The bank was represented before the Ombudsman by an external lawyer. The lawyer informed the Ombudsman on behalf of the bank that the fee schedule accepted by the client by signing the General Terms and Conditions (GTC) at the time the mortgage was taken out in 2019 provided for a loan cancellation fee of CHF 350. According to the GTC, the Bank was entitled to adjust this fee schedule, which was available in its offices and on its website, at any time due to market conditions or for other objective reasons. The tariff of CHF 350 was no longer justified due to the economic circumstances, so that the bank had switched to a tariff calculated as a percentage of the loan amount as of 1 June 2021. This took better account of the real costs of the services in connection with the cancellation of the loan, which were also proportional to the loan amount. In the bank’s view, the borrower should have actively monitored any fee adjustments and, if he did not agree to the adjustment, should have cancelled his mortgage in good time.

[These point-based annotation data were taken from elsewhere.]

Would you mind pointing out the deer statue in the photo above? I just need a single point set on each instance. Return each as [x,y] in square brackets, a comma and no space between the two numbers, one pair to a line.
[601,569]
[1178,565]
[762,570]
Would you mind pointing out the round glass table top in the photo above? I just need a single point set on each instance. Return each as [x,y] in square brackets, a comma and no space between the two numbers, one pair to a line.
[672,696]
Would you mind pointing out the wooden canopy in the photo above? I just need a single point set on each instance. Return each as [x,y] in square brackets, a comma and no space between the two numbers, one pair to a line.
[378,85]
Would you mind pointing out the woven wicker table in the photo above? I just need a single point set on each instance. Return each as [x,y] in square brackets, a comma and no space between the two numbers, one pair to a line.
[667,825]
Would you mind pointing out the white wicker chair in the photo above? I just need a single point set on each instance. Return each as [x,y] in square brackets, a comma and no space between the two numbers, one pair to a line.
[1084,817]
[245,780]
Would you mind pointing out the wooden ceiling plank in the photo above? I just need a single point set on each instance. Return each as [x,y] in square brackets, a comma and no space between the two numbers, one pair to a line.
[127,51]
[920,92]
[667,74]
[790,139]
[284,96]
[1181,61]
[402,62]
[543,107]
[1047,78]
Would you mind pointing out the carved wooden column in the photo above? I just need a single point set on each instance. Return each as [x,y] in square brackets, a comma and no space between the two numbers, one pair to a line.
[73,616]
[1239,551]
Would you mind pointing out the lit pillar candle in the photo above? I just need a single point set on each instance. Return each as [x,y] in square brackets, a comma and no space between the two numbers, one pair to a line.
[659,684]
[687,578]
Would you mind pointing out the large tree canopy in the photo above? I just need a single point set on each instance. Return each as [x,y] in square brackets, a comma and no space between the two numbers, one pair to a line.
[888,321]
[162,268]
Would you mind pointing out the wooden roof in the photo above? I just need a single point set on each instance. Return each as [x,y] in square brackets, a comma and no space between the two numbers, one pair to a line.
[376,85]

In a first step, the lawyer was unable to answer the question of whether the client had taken out a mortgage with a fixed term. It turned out in a second step that the client had concluded a Libor mortgage in 2019 with a fixed term until 2022. In view of the replacement of Libor by SARON, a SARON mortgage was agreed in June 2021 for the remainder of the agreed term and a new contract was concluded. An early exit from this mortgage was only possible against payment of a substantial prepayment penalty. The adjustment from the Libor to the SARON mortgage did not give the client an early exit option.
The economic reasoning of the bank was difficult for the Ombudsman to comprehend. In this particular case, although the amount of the mortgage was high, only a debt certificate had to be delivered in exchange for payment of the redemption amount by the new bank. According to the Ombudsman’s observation, a percentage amount based on the loan amount with no upper limit is rather unusual for a loan termination fee. However, the assessment of the fee is a matter of business policy and is therefore outside his remit.
More serious for the Ombudsman was the fact that, in his view, the fee principles had been violated twice. Contrary to the client’s view, there was indeed a fee agreement. It was valid for the originally agreed amount of CHF 350. However, for the substantial adjustment claimed by the bank, there was no communication through the usual correspondence channel agreed with the client. In the Ombudsman’s view, a client cannot be expected to constantly monitor fee tariffs that are available in the bank’s offices or published on its website. Moreover, when the adjustment took effect, the client was locked into a fixed-term mortgage that could not be terminated without serious financial consequences. The Ombudsman did not consider it permissible to adjust the loan termination fee during this period.
The bank finally decided to repay the client the amount that exceeded the originally agreed CHF 350. The client agreed to the solution.